Niewidomy kot schroniskowy. Cedryk. Ma dom :)))))))))))

Kocie pogawędki

Moderatorzy: Estraven, Moderatorzy

Post » Pon paź 01, 2007 19:27

pisiokot pisze:Dostałam dziś maila z domku Cedrykowego, właśnie się zabieram do odpisywania, ciocia Mokkunia rzuciła parę pomysłów:
"Dzien dobry pani Anno,
koty maja sie doskonale, oba prosza o glaskanie bez przerwy, a Cedryk spi z nami cala noc.
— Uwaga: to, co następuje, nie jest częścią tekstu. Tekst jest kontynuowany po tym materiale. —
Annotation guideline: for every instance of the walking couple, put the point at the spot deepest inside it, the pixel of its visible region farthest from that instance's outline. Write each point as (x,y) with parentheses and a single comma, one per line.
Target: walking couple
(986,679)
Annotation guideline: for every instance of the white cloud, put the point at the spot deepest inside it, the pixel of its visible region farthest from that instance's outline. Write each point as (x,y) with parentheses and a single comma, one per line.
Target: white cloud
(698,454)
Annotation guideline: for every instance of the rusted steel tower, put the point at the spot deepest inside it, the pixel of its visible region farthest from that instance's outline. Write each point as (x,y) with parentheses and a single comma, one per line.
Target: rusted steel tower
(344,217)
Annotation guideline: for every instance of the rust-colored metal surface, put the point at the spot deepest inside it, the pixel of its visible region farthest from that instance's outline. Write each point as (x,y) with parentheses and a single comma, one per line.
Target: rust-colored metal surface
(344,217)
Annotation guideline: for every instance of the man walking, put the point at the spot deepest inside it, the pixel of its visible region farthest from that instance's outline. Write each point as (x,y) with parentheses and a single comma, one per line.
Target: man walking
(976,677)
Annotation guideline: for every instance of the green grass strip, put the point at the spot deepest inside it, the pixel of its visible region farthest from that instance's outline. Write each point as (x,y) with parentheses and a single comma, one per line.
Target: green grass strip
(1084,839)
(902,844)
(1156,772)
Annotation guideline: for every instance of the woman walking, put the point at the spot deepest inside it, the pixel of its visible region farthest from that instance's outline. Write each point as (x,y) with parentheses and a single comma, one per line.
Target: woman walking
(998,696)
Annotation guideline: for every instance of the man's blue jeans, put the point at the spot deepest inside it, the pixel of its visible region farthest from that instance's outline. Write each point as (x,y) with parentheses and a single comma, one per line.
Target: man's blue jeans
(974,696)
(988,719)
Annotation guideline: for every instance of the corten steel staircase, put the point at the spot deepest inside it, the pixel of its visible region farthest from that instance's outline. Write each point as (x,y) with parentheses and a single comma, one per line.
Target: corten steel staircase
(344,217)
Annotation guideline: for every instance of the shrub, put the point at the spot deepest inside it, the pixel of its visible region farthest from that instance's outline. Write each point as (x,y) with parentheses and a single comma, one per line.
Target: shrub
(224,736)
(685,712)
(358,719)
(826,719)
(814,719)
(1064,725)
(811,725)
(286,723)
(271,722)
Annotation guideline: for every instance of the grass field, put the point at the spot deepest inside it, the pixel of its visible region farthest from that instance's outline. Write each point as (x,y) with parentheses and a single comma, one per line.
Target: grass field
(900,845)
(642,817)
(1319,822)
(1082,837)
Lilly je normalnie, nawet pogonila juz raz komara walczac z nim zaciekle przez 15 minut.
Mamy tylko jeden maly problem i prosbe o pomoc. Lilly zaczela na poczatku zalatwiac sie w kuwecie, ale Cedryk kategorycznie odmawia i zalatwia sie glownie na nasze buty. Dzis Lilly poszla jego tropem, chyba uznac, ze on jako starszy wie lepiej, co robic.
Jak przekonac Cedryka do kuwety? Ma Pani moze jakis pomysl?"


Ania, to dziwne... w zeszłym tygodniu, kiedy zakładałam wątek Cedrykowi, siedziałam przez chwilę w boksie 1. Specjalnie chciałam zobaczyć, jak on sobie radzi i na własne oczy widziałam, że był w kuwetce :?
Może ta kuweta w nowym domu jest za czysta ?..? wiem, że to głupio brzmi, ale jeśli on mało co widzi, kieruje się węchem... może na początek przemęczyć się i zostawić troszkę brudków ?..? niech czuje, gdzie trzeba się kierować...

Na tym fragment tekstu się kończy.